The Russian ambassador to the UN, visibly upset over the political role Butler has been playing to the detrement of Butler's assigned role as an objective investigator, said, "We don't hear anything fact-wise being presented to the Security Council, but we read about it in the paper." Referring to Butler's comments, remarks, and allegations in regard to Iraq, the Russian ambassador said, "The council has not been informed."
Butler's comments were received with skepticism from French Foreign Minister Hubert Vedrine, who also suggested that Butler has overstepped his role, according to a BBC report.
Yves Doutriaux, a spokesman for the French Foreign ministry, where international contacts are currently underway regarding the Iraq situation, told ArabicNews.com, "We are still trying to promote a political, pacific, and diplomatic solution to the crisis."
"We have spoken about that with [Russian Foreign Minister Yevgeny] Primakov," Doutriaux said.

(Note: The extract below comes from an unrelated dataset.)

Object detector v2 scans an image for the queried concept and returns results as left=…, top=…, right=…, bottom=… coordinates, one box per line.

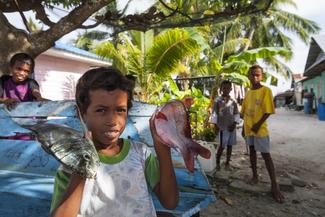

France will also discuss the situation with US Secretary of State Madeleine Albright in Paris tomorrow.
"The Iraqi position is not acceptable," he said, commenting on the current Iraqi refusal to discuss access to "presidential" sites.
Despite this, Doutriaux emphasized France's efforts to find a peaceful diplomatic solution to the situation, "In the past we've seen that it's not always efficient regarding Saddam to use military means and sometimes in the past it [military action] had reinforced him."
Meanwhile the US continues to mull over the possibility of military action, should Iraq not change its position. A US Pentagon spokesman said "The president has not yet made a decision on which way to go, but there is an increasing feeling that the diplomatic options have exhausted themselves, and that leaves us little choice to achieve our goals than to look at military action."
The military spokesman said that US Secretary of Defense William Cohen will be leaving to visit the Gulf in early February to meet with Gulf regional military officials.
The US has not been able to muster international support for the military option. The Arab states have not approved of any such action. The task of convincing them will be on the agenda of US Secretary of State that is heading to the region shortly, with Secretary of Defense to follow.
Meantime, UN's Butler is being increasingly seen as part of the problem by taking on the political role of the UN Security Council itself, instead of abiding to the task asigned to him of certifying Iraq's certification with UN resolution. Russia has expressed great displeasure with Butler's public relations and lack of keeping the Security council informed.
It remains to be seen if Butler's behavior will effect his ability to stay in his current capacity, or wether he will get away with a reprimand.